I'll also note from related articles that the government has had it some of its Covid-19 laws overturned by the Constitutional Council, e.g. the one dealing with religious events (this might sound familiar to the similar lawsuits in the US).
Since the start of the pandemic, the government’s Council of State has consistently underscored the importance of freedom of worship, which is protected under France’s constitution.

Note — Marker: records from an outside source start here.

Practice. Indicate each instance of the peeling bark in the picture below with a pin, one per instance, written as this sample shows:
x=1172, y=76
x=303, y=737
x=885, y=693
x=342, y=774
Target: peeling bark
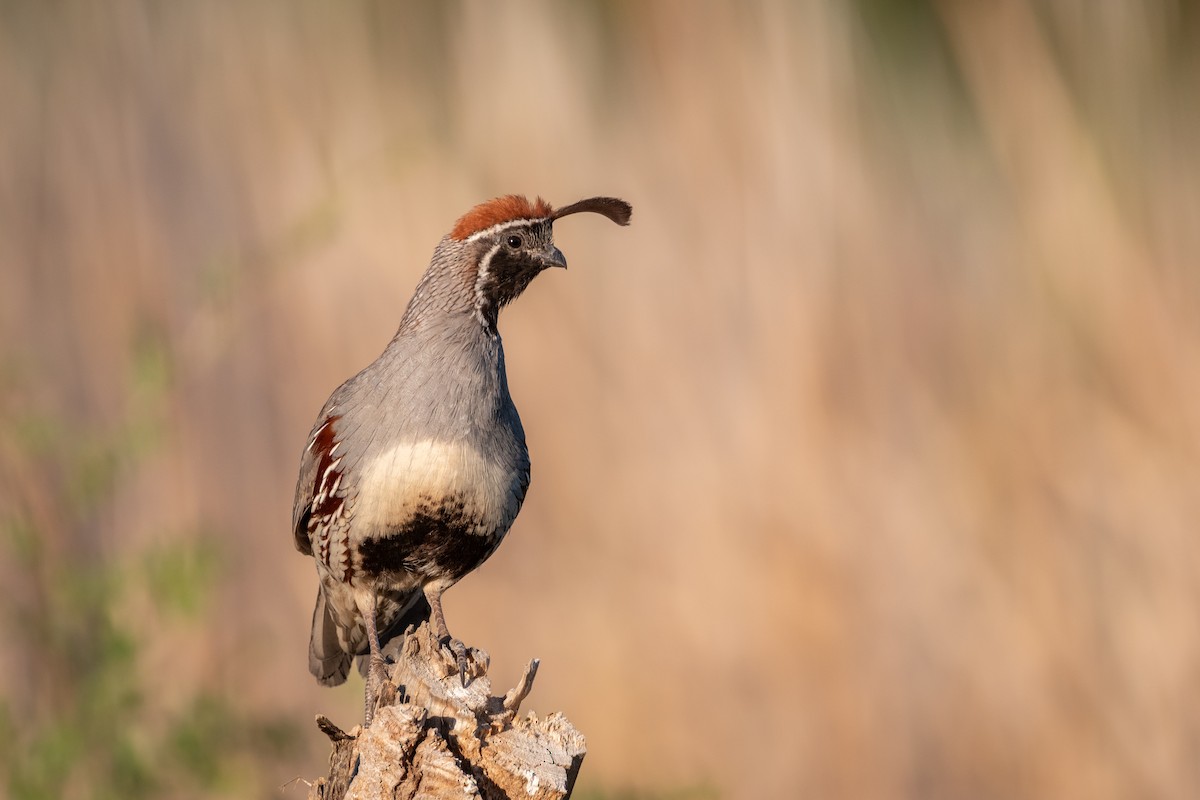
x=433, y=738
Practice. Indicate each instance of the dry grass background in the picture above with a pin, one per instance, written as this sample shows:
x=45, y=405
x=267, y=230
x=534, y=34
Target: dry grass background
x=865, y=462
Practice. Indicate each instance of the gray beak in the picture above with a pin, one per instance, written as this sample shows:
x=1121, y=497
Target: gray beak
x=553, y=257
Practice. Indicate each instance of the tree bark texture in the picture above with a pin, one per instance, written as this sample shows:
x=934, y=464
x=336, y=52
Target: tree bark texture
x=433, y=738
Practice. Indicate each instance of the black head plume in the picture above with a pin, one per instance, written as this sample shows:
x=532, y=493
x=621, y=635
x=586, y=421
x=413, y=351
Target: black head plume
x=609, y=206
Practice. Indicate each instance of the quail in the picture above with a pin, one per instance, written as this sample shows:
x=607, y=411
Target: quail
x=417, y=467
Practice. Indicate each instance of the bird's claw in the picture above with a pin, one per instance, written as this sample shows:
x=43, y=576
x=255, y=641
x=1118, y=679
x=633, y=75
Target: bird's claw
x=468, y=662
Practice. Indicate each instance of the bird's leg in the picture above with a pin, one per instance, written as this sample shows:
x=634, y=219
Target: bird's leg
x=456, y=648
x=376, y=672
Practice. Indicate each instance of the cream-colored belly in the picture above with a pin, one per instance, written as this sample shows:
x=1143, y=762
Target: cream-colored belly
x=421, y=476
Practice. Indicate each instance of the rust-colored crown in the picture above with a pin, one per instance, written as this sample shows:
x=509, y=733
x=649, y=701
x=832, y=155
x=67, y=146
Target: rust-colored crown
x=511, y=208
x=498, y=211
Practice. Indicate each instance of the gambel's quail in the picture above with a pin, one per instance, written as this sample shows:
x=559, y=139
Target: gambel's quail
x=417, y=467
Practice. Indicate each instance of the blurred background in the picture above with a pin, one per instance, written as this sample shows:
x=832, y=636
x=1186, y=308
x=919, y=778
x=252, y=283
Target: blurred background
x=865, y=461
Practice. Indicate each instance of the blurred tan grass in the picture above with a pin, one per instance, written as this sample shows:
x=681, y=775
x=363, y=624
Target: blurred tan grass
x=864, y=461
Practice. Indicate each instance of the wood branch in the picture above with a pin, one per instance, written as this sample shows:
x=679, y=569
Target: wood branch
x=433, y=738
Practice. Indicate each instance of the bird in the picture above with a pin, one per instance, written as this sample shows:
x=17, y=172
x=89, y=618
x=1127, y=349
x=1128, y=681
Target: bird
x=417, y=467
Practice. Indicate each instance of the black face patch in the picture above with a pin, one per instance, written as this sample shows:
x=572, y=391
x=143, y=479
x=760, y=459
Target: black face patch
x=438, y=540
x=516, y=262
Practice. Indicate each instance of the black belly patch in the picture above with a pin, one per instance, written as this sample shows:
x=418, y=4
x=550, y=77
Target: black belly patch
x=439, y=540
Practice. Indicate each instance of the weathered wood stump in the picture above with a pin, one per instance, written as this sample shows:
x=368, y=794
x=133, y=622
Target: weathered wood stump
x=433, y=738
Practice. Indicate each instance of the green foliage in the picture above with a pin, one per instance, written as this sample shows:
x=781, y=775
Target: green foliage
x=87, y=725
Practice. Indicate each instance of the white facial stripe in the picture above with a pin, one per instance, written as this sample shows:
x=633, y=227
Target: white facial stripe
x=480, y=300
x=496, y=229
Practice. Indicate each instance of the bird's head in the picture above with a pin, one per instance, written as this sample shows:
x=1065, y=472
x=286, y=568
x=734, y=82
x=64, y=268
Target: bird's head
x=509, y=240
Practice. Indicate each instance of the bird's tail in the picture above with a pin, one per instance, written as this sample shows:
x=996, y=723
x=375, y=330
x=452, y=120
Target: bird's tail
x=327, y=659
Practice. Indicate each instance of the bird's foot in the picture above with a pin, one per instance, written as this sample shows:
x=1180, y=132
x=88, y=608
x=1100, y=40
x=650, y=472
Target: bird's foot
x=468, y=662
x=377, y=683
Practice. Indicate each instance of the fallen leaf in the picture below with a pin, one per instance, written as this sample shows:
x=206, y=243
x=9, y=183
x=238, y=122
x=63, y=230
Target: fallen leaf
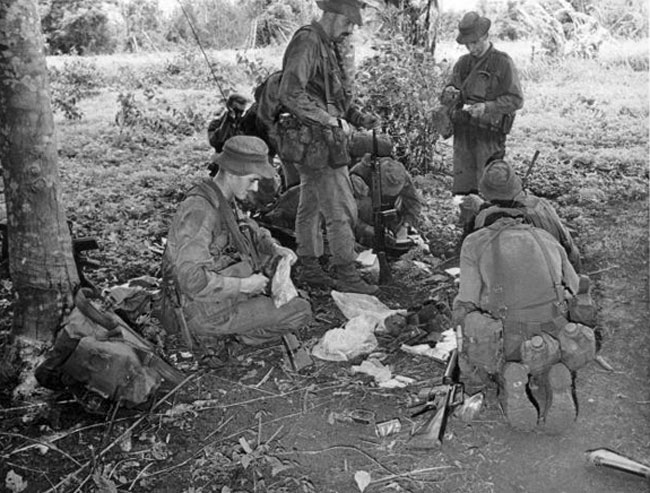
x=363, y=479
x=14, y=482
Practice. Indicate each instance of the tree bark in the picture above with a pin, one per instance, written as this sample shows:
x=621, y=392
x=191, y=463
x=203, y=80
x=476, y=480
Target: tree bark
x=41, y=264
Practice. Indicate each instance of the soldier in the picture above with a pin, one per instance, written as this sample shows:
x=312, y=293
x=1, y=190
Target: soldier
x=502, y=189
x=216, y=262
x=483, y=95
x=313, y=133
x=512, y=305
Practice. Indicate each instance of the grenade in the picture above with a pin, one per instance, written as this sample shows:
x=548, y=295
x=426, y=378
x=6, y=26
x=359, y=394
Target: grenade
x=577, y=344
x=540, y=353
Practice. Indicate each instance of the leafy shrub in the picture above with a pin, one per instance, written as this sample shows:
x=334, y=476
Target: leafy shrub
x=401, y=84
x=77, y=26
x=77, y=79
x=157, y=117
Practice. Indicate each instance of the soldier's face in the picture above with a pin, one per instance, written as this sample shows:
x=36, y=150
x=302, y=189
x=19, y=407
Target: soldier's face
x=478, y=47
x=241, y=185
x=342, y=27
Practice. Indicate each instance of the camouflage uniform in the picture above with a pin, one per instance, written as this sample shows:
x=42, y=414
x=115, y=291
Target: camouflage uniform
x=538, y=212
x=310, y=57
x=202, y=265
x=477, y=140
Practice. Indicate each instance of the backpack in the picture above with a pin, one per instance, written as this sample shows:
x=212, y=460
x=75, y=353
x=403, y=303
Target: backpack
x=102, y=361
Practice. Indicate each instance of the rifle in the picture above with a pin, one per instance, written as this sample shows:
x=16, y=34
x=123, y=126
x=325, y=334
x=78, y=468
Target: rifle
x=529, y=170
x=450, y=394
x=379, y=215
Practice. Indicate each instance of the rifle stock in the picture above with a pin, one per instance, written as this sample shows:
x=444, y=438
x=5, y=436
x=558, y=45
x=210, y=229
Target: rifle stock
x=385, y=275
x=432, y=432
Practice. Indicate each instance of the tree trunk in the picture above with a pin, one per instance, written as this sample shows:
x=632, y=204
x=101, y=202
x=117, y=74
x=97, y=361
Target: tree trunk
x=41, y=264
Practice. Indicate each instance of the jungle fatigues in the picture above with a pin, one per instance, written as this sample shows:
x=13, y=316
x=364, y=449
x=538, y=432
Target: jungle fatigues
x=310, y=58
x=407, y=203
x=203, y=265
x=519, y=274
x=538, y=212
x=476, y=140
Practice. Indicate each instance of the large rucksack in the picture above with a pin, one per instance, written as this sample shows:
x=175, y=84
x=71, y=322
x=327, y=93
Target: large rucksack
x=103, y=361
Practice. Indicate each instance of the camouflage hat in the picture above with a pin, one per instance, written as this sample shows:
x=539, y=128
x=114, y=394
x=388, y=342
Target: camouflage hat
x=471, y=27
x=393, y=177
x=245, y=155
x=349, y=8
x=499, y=181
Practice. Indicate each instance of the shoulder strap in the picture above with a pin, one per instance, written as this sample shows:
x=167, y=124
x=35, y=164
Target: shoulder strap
x=208, y=190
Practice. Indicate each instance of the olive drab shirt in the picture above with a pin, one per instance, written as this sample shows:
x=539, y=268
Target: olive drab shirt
x=408, y=202
x=541, y=214
x=495, y=83
x=310, y=58
x=504, y=265
x=200, y=248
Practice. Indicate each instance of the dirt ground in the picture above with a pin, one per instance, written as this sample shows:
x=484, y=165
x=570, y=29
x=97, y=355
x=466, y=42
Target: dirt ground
x=257, y=427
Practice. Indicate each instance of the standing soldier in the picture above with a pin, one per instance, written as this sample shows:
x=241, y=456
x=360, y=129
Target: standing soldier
x=483, y=95
x=313, y=133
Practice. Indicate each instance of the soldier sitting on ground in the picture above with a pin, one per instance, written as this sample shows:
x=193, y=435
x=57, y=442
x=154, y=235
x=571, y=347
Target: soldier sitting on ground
x=503, y=191
x=217, y=262
x=517, y=288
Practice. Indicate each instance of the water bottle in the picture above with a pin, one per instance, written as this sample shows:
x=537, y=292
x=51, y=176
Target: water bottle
x=577, y=345
x=540, y=352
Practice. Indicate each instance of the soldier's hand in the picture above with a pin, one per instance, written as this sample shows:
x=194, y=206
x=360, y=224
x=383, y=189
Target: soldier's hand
x=255, y=284
x=476, y=110
x=286, y=252
x=370, y=121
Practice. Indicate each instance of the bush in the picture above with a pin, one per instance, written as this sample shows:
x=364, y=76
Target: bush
x=77, y=79
x=401, y=84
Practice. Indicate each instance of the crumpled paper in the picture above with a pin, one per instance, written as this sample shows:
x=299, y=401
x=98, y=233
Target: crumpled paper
x=342, y=344
x=282, y=288
x=440, y=352
x=382, y=374
x=355, y=304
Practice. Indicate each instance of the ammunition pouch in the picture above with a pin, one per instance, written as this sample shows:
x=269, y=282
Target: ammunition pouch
x=483, y=341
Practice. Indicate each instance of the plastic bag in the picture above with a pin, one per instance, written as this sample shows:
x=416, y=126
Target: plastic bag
x=343, y=344
x=355, y=304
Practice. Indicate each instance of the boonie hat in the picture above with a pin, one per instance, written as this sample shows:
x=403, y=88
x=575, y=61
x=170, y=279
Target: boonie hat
x=361, y=143
x=245, y=155
x=471, y=27
x=349, y=8
x=499, y=182
x=393, y=177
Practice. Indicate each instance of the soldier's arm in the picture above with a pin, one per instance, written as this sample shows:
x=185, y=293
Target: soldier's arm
x=510, y=96
x=196, y=267
x=301, y=62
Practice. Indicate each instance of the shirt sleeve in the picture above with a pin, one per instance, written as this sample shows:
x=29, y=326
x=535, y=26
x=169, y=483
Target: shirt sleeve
x=300, y=65
x=510, y=96
x=196, y=267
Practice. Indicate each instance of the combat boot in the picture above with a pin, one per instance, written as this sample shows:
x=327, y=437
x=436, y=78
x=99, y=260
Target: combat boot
x=348, y=280
x=312, y=274
x=560, y=407
x=517, y=407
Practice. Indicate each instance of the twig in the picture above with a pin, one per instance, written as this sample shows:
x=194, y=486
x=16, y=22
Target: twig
x=117, y=440
x=600, y=271
x=409, y=473
x=340, y=447
x=38, y=442
x=250, y=387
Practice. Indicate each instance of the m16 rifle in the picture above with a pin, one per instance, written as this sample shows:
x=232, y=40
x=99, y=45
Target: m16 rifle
x=443, y=399
x=379, y=214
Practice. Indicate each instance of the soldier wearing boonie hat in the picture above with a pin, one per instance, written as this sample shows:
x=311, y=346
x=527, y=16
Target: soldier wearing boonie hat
x=314, y=134
x=482, y=96
x=216, y=260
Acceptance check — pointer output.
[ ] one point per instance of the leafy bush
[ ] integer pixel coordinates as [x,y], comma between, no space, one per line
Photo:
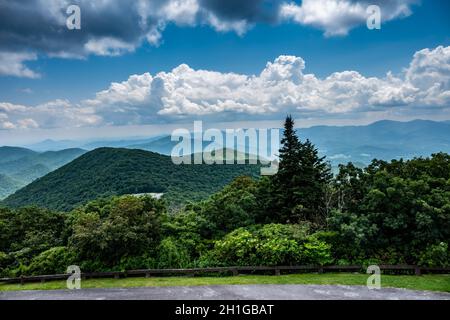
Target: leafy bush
[53,261]
[272,244]
[436,255]
[172,255]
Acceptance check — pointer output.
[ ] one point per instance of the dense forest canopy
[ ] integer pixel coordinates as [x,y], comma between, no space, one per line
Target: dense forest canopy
[107,171]
[389,212]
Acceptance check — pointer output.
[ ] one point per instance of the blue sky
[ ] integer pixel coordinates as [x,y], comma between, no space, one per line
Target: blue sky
[202,45]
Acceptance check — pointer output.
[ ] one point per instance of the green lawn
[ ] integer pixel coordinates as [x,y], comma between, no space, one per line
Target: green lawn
[425,282]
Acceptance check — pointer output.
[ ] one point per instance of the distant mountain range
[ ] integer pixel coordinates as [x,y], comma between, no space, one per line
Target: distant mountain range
[108,171]
[385,140]
[360,144]
[20,166]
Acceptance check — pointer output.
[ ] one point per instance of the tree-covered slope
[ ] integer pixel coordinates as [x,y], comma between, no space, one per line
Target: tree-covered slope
[20,166]
[108,171]
[7,185]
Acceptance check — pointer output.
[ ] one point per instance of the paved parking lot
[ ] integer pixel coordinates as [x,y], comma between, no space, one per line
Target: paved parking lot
[230,292]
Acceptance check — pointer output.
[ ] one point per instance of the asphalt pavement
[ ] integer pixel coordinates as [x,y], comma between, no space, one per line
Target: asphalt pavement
[230,292]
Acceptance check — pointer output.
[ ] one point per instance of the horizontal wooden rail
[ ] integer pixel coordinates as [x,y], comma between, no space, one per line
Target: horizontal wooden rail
[234,270]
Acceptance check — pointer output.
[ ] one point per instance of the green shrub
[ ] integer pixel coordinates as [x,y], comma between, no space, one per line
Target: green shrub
[172,255]
[435,256]
[270,245]
[53,261]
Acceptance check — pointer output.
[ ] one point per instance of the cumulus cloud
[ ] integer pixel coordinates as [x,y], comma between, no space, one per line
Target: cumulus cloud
[52,114]
[281,87]
[13,64]
[114,27]
[337,17]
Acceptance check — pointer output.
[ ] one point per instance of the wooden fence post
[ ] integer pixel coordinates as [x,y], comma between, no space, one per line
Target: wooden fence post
[417,271]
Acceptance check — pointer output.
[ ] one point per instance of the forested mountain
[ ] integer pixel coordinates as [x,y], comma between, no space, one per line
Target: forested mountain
[20,166]
[8,185]
[384,140]
[108,171]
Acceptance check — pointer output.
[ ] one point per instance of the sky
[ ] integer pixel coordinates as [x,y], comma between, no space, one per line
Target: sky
[147,66]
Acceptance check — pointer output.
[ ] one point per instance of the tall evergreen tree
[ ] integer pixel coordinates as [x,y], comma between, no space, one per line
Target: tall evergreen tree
[314,177]
[287,179]
[298,189]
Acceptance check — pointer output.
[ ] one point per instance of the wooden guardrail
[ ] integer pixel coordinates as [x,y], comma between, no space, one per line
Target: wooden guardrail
[277,270]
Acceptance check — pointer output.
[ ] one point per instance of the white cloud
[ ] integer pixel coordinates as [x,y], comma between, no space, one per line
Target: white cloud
[116,27]
[13,64]
[108,46]
[281,87]
[337,17]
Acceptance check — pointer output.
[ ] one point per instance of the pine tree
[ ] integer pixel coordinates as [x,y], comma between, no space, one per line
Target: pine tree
[298,189]
[286,181]
[314,177]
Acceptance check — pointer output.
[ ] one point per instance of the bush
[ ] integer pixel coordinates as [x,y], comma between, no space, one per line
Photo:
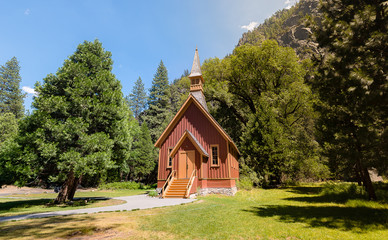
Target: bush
[245,183]
[153,193]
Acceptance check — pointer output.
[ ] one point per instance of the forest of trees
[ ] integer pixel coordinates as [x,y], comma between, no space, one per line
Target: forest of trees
[294,118]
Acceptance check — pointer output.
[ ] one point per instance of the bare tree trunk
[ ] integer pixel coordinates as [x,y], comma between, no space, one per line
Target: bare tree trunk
[64,193]
[368,185]
[358,174]
[367,182]
[73,188]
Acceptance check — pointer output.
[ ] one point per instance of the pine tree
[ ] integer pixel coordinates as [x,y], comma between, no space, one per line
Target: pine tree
[352,83]
[137,100]
[11,97]
[158,113]
[80,125]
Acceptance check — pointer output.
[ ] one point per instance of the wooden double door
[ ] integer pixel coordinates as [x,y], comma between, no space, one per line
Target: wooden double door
[186,163]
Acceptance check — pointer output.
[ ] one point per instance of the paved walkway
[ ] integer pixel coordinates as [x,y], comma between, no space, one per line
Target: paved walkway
[132,202]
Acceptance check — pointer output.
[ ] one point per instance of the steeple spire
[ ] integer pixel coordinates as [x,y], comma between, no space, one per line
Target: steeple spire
[196,74]
[196,68]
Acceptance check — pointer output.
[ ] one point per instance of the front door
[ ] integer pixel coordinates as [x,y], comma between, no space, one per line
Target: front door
[186,163]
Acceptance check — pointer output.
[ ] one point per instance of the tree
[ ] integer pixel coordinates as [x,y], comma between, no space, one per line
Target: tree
[158,113]
[138,98]
[259,94]
[80,123]
[11,97]
[352,84]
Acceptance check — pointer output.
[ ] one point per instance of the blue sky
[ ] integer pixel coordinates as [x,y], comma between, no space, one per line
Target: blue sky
[42,34]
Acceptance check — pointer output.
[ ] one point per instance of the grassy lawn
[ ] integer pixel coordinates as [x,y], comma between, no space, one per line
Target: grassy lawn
[290,213]
[34,203]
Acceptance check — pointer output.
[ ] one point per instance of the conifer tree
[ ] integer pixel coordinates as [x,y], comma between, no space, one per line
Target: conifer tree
[137,100]
[11,97]
[352,83]
[80,125]
[158,113]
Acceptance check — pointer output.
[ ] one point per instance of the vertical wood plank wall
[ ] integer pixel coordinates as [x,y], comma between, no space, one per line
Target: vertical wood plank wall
[194,121]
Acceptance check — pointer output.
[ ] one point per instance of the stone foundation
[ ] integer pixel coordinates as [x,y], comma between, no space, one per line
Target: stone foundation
[226,191]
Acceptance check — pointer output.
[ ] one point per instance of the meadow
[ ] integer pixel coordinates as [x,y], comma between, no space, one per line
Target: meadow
[315,211]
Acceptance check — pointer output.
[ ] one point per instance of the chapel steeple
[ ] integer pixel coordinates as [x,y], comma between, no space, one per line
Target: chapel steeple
[196,81]
[195,76]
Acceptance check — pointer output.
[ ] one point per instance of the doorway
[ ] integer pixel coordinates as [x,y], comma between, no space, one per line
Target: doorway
[186,163]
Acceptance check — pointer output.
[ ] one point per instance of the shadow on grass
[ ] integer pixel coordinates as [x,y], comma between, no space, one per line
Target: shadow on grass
[305,190]
[52,227]
[358,219]
[46,204]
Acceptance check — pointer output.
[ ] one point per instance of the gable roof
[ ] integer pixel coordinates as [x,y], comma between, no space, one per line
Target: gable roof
[193,139]
[182,110]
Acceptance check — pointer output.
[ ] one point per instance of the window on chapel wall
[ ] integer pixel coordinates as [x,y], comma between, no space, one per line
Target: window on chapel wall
[214,155]
[169,160]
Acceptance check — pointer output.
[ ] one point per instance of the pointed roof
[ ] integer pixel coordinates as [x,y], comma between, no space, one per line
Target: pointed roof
[182,110]
[200,98]
[196,68]
[193,139]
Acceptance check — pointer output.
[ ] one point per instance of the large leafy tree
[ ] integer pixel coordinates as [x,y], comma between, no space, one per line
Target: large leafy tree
[259,95]
[138,98]
[11,97]
[159,108]
[80,125]
[353,86]
[142,161]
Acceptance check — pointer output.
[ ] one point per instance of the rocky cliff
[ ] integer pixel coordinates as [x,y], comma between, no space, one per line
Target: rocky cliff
[288,27]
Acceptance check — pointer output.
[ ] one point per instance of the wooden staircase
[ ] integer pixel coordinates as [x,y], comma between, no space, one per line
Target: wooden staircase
[177,189]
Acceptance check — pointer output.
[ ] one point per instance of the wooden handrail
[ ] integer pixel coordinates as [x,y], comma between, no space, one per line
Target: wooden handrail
[190,184]
[168,182]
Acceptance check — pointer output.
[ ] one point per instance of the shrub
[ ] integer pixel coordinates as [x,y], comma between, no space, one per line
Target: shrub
[152,193]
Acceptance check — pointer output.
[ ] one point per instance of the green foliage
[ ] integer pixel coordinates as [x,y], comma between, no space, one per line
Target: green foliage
[143,154]
[153,193]
[352,85]
[244,183]
[180,89]
[80,123]
[137,100]
[259,96]
[11,97]
[158,113]
[8,126]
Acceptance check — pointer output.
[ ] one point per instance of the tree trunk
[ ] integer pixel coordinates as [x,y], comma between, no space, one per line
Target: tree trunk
[63,193]
[73,188]
[68,188]
[367,182]
[358,174]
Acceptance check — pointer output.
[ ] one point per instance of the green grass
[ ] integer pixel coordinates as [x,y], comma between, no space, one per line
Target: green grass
[95,193]
[291,213]
[315,211]
[34,203]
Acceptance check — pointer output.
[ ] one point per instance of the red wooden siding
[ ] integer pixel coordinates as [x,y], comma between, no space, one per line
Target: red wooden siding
[206,134]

In November 2020, France's highest administrative court overturned the 30-person maximum capacity for religious ceremonies, a restriction initially imposed by the government. In their decision, the judges considered that the activities carried out in places of worship "are not of the same nature" as those in cinemas or theatres and that "the fundamental freedoms at stake are not the same".
So it's still somewhat unclear how much of this will hold water. As also noted in the French press, the Constituional Concil did give the go-ahead in May to the current scheme of the health pass... precisely because it only applies to "grand gatherings". (The left-wing deputies had submitted an objection that the law was too broad.) The CC also held precise enough the notion of "entertainment event" to exclude e.g. political gatherings; see #18 in full text. So it's a bit unclear if the Constitutional Council will approve of the health pass requirement for the "lesser" everyday things that the new proposal wants to apply this to (restaurants etc.)